Following the news article published, both the offices of Prime Minister of Pakistan Nawaz Sharif and the Punjab Chief Minister Shahbaz Sharif denied the version of events printed in the article and called it a fabricated story. Sharif ordered authorities to take action against those responsible for publishing what he termed as a "fabricated" story about the military and ISI after Pakistan's chief of army staff Raheel Sharif called on him to discuss national and regional security issues.

Dawn said that the Cyril Almeida report was "verified, cross-checked, and fact-checked" and it stood by the story. The Editor-in-Chief of Dawn urged the government to refrain from "scapegoating" the newspaper in a "malicious campaign". Another Pakistani daily, The Nation, backed Cyril Almeida's right to write and questioned the government's ability to monopolise the discourse on "national interest". It also questioned why action against Masood Azhar and Hafiz Saeed should be considered a danger to "national security".

On 14 October 2016, the government decided to remove his name from the exit control list. Military sources said that they were not angry with Almeida but they were worried about government officials leaking details of the meeting. The army maintained that it was a "false and fabricated story" and it represented a breach of national security.

On 29 October 2016, the government held Pervez Rasheed, the minister for information, responsible for leaking the information that led to Cyril Almeida's news report. The minister was made to resign.

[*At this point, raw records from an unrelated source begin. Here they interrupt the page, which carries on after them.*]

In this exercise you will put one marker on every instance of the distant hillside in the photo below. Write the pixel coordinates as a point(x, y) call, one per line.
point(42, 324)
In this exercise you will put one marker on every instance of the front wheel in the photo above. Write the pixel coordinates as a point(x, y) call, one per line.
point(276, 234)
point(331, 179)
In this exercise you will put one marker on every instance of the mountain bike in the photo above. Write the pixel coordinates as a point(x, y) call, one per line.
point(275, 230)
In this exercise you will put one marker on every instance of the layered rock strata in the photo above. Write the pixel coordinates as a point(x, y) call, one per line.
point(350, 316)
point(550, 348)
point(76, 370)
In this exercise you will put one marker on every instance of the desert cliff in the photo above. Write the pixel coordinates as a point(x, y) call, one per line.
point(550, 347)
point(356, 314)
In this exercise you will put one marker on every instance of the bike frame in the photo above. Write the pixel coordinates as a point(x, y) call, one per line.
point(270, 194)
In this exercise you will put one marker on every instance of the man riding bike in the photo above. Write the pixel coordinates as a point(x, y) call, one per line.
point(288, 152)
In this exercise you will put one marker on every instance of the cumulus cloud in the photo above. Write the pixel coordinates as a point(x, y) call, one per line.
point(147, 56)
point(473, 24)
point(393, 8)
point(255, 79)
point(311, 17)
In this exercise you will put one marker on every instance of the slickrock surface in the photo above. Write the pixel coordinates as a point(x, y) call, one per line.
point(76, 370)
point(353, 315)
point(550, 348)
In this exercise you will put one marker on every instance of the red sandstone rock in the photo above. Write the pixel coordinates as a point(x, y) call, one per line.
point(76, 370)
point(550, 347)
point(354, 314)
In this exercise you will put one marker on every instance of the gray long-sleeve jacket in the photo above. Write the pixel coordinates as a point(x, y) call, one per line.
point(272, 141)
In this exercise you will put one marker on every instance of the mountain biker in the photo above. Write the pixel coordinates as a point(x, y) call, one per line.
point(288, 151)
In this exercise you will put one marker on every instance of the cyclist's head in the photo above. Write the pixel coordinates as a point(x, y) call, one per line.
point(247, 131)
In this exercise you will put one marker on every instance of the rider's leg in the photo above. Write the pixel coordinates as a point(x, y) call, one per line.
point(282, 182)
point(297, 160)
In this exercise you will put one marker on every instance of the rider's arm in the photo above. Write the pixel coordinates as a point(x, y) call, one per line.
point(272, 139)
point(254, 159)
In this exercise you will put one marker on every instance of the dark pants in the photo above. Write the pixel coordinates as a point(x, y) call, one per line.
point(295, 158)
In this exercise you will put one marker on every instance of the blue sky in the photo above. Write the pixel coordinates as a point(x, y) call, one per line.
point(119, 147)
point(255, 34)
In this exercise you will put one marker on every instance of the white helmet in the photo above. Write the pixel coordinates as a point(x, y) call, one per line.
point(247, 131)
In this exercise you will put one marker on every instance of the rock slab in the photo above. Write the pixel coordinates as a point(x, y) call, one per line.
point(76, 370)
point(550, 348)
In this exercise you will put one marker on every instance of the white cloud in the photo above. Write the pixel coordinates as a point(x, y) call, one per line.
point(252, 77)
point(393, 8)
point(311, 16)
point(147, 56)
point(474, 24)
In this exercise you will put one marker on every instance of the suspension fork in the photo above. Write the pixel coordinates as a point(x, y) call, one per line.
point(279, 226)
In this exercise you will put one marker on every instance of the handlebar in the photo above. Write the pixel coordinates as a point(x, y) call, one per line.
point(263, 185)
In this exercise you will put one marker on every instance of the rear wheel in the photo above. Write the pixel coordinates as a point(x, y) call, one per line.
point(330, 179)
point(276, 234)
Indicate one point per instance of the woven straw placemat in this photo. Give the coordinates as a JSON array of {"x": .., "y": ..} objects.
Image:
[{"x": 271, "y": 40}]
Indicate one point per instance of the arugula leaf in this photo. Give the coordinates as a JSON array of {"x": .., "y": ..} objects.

== 2018 treason charges ==
On 12 May 2018, Cyril Almeida published an interview of the former prime minister Nawaz Sharif, where Sharif is reported to have said, in connection with the trial of the accused in the 2008 Mumbai attacks:

"Militant organizations are active. Call them non-state actors, should we allow them to cross the border and kill 150 people in Mumbai? Explain it to me. Why can’t we complete the trial?"

After the interview was published, the Pakistan Press Council issued a notice to Dawn stating that it published information that "may bring into contempt Pakistan or its people or tends to undermine its sovereignty or integrity as an independent country." The distribution of the newspaper was subsequently blocked in parts of the country. Scholar Madiha Afzal states that the Pakistani military was behind the efforts of censorship.

In September 2018, Azhar Siddiqui, a lawyer, petitioned the Lahore High Court, accusing Nawaz Sharif and former prime minister Shahid Khaqan Abbasi of treason. He alleged that Abbasi had leaked the minutes of the National Security Council to Sharif, whose statement contained such information. Almeida was asked to appear before the court and, when he failed to appear in three sittings, a non-bailable arrest warrant was issued against him. He was also placed on the Exit Control List, banning travel abroad. It was unclear whether the treason charges also applied to Almeida.

==Award==
In April 2019, Almeida was named the International Press Institute's 2019 World Press Freedom Hero.